Chess dot Scam
Submitted by
Rael on Fri, 09/05/2008 at 9:34am.
I wrote this for Is Chess.com ethical?
Chess dot Scam
by Brian Wallace

All around the world today, people are taking to the streets to decry what some are calling “unmitigated an unlawful civil rights abuses” on part of an entrepreneurial chess website one can find on the url http://www.chess.com.
Organized by a group that calls themselves “Anonymous”, these protests are designed to call attention to “unfair” and “UNBEARABLE” practices this seemingly innocent site promotes and have been organized worldwide for September the 5th or 2008 in as diverse locales as Turkey and the United Kingdom.
“We’ve simply had enough of chess.com preying on people for their slimy political gains,” one protestor said who refused to give his name. Protestors feel that they have to protect their anonymity through the use of masks, fearing legal and violent reprisal for their demonstration.
We asked Professor Bouchard of the University of Michigan’s economics department what he thought of the protests.
“I find myself quite sympathetic to their cause,” he told reporters, “Chess.com hides behind the veneer of being an innocent entrepreneurial venture in a capitalist system, but this is just what they’d like you to think. Behind the scenes, their shady deals with ad revenue actually serves to create the same class division that Karl Marx decried between bourgeoisie and proletariat… a two tiered system wherein decadent premium members laugh at the helpless non-paying members, who are absolutely burdened with the shackles of advertisements.”
We asked Doctor Doc MD, an optometrist with the Peter Lougheed Hospital in Westminster, to weigh in on the physical side-effects of chess.com’s business practices.
“I believe that we could actually classify this as physical abuse,” he told reporters in his office, “The way these ads attack the eye, capture it’s attention, and beam their insidious offers through the optic nerve to the neocortex is only the beginning. The long term effects include a reduced attention span, anxiety, and a tendency to make whiney posts in the chess.com forums, which is to say nothing of the possibility that some victims might actually be tempted to – God forbid – actually purchase the services the ads offer.”
Protestors link the source of the injustice to one man, who goes by the name of “erik”.
Julie Davenport of Massachusetts explains: “He tries to come off all humble, y’know?
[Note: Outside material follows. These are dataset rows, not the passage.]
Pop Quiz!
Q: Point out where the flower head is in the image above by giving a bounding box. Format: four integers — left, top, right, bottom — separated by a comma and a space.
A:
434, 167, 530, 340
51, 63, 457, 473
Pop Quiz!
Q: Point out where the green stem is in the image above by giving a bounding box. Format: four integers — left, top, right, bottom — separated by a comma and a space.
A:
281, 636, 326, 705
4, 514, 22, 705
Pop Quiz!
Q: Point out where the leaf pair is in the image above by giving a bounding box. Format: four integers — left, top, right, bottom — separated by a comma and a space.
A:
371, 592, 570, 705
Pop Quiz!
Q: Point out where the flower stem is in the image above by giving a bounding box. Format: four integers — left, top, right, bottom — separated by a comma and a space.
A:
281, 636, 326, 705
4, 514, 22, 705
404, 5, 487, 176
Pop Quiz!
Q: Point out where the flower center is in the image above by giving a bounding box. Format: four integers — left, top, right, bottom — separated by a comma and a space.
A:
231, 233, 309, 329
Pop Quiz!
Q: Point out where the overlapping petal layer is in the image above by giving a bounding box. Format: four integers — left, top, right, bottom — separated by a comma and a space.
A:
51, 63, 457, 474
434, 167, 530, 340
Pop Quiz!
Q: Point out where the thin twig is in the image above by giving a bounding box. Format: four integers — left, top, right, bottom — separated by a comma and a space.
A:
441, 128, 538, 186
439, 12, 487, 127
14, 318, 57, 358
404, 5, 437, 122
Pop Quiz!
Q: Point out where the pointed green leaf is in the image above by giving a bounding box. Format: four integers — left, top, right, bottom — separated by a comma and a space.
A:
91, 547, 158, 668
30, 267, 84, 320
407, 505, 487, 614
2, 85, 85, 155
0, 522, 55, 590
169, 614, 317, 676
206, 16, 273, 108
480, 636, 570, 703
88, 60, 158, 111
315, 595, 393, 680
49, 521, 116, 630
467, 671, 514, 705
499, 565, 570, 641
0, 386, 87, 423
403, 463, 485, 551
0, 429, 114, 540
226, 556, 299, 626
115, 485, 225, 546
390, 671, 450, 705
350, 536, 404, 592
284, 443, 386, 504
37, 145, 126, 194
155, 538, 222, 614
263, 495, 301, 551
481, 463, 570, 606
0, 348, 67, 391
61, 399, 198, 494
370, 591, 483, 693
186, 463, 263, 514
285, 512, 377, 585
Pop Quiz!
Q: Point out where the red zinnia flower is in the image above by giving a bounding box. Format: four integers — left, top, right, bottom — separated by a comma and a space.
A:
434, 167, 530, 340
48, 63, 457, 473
Spelling his name with the first letter uncapitalized… always leaving little smiley faces after his posts. But like everything on chess.com, that’s just one more lie, just one more way of hiding the truth.”
District Attorney Rufus Evans offered an official statement, “We will be laying charges against chess.com for these heinous, criminal acts. I frankly can’t understand how the lowlives that call themselves chess.com staff – mobsters, really – can sleep at night when they’re withholding the ability to create groups or tournaments from innocent chess players. They should be ashamed.”
Further developments pending, Brian Wallace, CBC 2008.